Quelles conséquences pour la présidentielle?
Pour la plupart des experts, la guerre entre Israël et le Hamas et les manifestations sur les campus américains mettent une fois de plus en exergue la fracture qui existe dans le parti, avec d'un côté des démocrates centristes et historiquement attachés au soutien à Israël, et de l'autre, une aile beaucoup plus à gauche et de moins en moins encline à supporter l'Etat hébreu coûte que coûte.
Pour Joe Biden, il s'agit donc de jongler et de concilier son attachement politique historique au soutien d'Israël à l'hostilité croissante de son parti à l'égard de la guerre en cours à Gaza. Une hostilité qui a surgi avant le début des manifestations dans les campus, des démocrates du Congrès exhortant par exemple à plusieurs reprises cette année l'administration américaine à restreindre l'aide militaire apportée à Israël.
Diverses enquêtes d'opinions montrent également un changement de tendance chez les électeurs démocrates. Ainsi, dans un sondage de la fin du mois de mars réalisé par l'Université Quinnipiac (Connecticut), près de deux tiers des démocrates se déclarent "opposés à l'envoi d'une aide militaire supplémentaire à Israël". Un chiffre confirmé par un sondage national de CBS News/YouGov, où l'on apprend également que près de la moitié des sondés veulent voir le président américain pousser Israël à mettre complètement fin à son action militaire.

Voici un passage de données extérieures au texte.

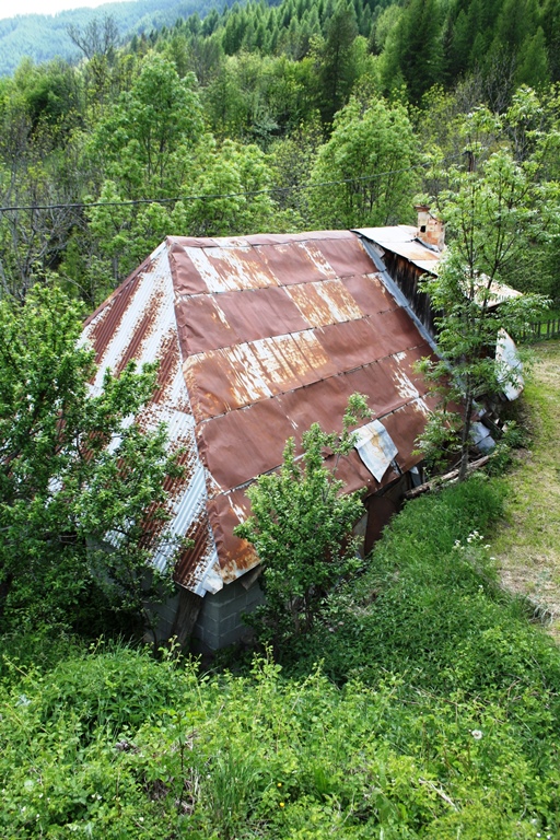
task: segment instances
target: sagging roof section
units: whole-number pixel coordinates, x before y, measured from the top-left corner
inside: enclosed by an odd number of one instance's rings
[[[163,419],[187,453],[170,504],[172,529],[195,547],[175,578],[198,594],[257,564],[233,535],[249,511],[247,485],[313,422],[340,430],[354,392],[373,421],[339,469],[348,489],[375,491],[419,459],[428,398],[415,363],[431,348],[350,231],[170,237],[85,334],[100,381],[106,365],[161,360],[158,394],[138,421]]]

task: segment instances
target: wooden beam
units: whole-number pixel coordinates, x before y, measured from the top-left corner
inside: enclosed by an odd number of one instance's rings
[[[480,467],[483,467],[488,464],[490,460],[490,455],[485,455],[483,458],[479,458],[478,460],[472,460],[468,467],[467,472],[474,472],[476,469],[480,469]],[[415,487],[412,490],[408,490],[405,493],[405,499],[409,501],[410,499],[416,499],[417,495],[422,495],[422,493],[428,493],[430,490],[433,490],[436,487],[441,487],[442,485],[446,485],[451,481],[456,481],[459,476],[459,470],[452,469],[451,472],[445,472],[443,476],[436,476],[435,478],[432,478],[431,481],[427,481],[424,485],[420,485],[419,487]]]

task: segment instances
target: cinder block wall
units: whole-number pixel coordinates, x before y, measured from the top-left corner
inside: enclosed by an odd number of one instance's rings
[[[242,614],[250,612],[264,600],[265,595],[258,580],[248,588],[237,580],[226,584],[215,595],[205,595],[192,631],[192,648],[201,652],[217,651],[248,638],[250,630],[243,623]]]

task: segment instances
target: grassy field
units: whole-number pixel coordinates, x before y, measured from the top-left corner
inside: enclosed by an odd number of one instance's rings
[[[560,341],[534,352],[523,409],[532,442],[504,478],[505,523],[492,551],[503,584],[527,596],[560,641]]]

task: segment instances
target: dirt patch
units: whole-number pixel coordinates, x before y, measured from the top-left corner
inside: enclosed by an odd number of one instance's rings
[[[560,641],[560,341],[536,345],[523,417],[532,436],[508,486],[492,542],[504,586],[525,596]]]

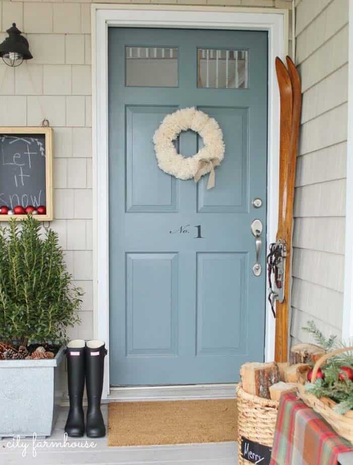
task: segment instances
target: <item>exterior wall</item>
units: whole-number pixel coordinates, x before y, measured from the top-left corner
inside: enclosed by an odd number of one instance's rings
[[[165,0],[160,3],[291,6],[290,2],[283,0]],[[55,219],[51,226],[60,234],[69,271],[86,292],[81,324],[69,331],[71,338],[83,339],[93,336],[90,4],[90,0],[0,2],[0,41],[7,36],[6,30],[16,22],[25,33],[34,57],[16,69],[1,61],[0,126],[38,126],[47,118],[54,128]]]
[[[347,139],[348,0],[297,0],[303,90],[297,165],[292,341],[314,320],[340,336]]]

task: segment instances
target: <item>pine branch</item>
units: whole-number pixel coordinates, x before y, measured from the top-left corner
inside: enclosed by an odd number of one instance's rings
[[[308,321],[307,323],[308,326],[304,327],[305,331],[312,334],[316,344],[322,347],[326,352],[332,350],[336,345],[336,338],[337,336],[331,335],[328,338],[326,338],[322,333],[319,330],[313,321]]]

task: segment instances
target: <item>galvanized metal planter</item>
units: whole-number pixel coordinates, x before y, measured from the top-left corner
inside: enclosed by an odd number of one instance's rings
[[[51,360],[0,360],[0,437],[50,435],[62,399],[64,350]]]

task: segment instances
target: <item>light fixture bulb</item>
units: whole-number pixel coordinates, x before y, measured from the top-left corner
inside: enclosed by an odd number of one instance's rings
[[[17,52],[9,52],[3,56],[3,60],[8,66],[19,66],[23,61],[23,55]]]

Pour les stratèges du parti, le risque n'est pas que des démocrates mécontents de l'attitude américaine vis-à-vis de la guerre à Gaza votent Donald Trump, mais plutôt qu'ils se tournent vers un candidat tiers ou s'abstiennent de voter. "Je pense que cela complique l'image de Biden auprès des jeunes", explique au magazine The Altantic Ben Tulchin, qui était le principal sondeur des deux campagnes présidentielles du sénateur Bernie Sanders.
Interrogé dans le New York Times, Steve Israel, ancien représentant de l'Etat de New York qui a dirigé le Comité de campagne démocrate pour le Congrès, estime toutefois que le temps pourrait calmer les choses. "Les campus se vident généralement en été, l'énergie sur ce sujet risque de se dissiper (...) La question sera de savoir si elle reviendra à l'automne (...) et la réponse à cette question n’est pas ici, mais au Moyen-Orient", analyse-t-il.